数度の戦闘で40程度のスコアしか稼いでいないというのに、連邦軍はイリス・ラグナスにニュータイプとしての魅力を感じたらしい。
ナヴィはもう戦場に立つのはまっぴらごめんだ。だから、ニュータイプとしての知見を生かし、オーガスタ研究所の研究員をしている。
戦場で殺すことが出来ないなら、徹底的に洗脳して、非道な実験で壊してしまえば良い。
「記憶消去と、テロメアの遡行処置を行ってください。これで、イリス・ラグナスは死にます。記憶と身体記憶を失ってしまえば、自分を自分だと分からなくなるはずです。存分に強化しましょう」
イリス・ラグナスは、UC0080,03/22に死亡が確認されている。
何の関係も無いだろうが、オーガスタ研究所にて、03/23に新たな研究対象が登録されている。

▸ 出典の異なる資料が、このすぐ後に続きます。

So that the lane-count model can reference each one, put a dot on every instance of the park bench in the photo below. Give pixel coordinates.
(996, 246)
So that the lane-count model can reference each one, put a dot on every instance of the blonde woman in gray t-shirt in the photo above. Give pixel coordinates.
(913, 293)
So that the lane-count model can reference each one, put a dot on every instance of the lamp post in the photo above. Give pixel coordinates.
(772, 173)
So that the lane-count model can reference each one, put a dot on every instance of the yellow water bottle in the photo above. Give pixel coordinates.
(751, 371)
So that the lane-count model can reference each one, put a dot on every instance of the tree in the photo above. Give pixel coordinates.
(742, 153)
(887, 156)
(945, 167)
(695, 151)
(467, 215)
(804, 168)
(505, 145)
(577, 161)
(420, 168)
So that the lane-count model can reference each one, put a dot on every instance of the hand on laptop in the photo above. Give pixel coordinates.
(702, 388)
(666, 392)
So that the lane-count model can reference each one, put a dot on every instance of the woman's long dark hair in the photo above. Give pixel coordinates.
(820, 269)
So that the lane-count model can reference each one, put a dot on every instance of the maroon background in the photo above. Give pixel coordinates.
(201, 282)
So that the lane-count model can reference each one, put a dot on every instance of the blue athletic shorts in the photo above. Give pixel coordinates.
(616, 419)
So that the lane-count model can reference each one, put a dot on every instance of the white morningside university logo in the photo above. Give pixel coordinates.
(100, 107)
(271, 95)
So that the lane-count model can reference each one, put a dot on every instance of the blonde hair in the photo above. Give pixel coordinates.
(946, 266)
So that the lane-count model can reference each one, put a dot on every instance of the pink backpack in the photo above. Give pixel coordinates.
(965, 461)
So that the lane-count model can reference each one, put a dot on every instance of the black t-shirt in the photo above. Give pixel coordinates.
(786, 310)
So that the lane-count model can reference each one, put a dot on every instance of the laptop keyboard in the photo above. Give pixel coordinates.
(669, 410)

名はアイリス。
アイリス・オーガスタと名付けられた少女は、所謂記憶喪失の状態だった。高い身体能力とサイコミュへの適性を持った個体であり、過酷な実験に耐える精神力も備えていた。
研究員たちは、彼女に対して壊れても良いように、もっと言えば壊すような実験を行った。しかし、気丈なアイリスなかなか壊れなかった。
「ティターンズから要請が来ています。アイリスを送りますか??」
「ええ。そうしてください。忌々しいアイリス。早く壊れれば良いものを……」
かくしてアイリス・ラグナスは、ティターンズに送られた。彼女は、めきめきと頭角を表し、ガンダムMK2のテストパイロットにまで上り詰めるこことなる。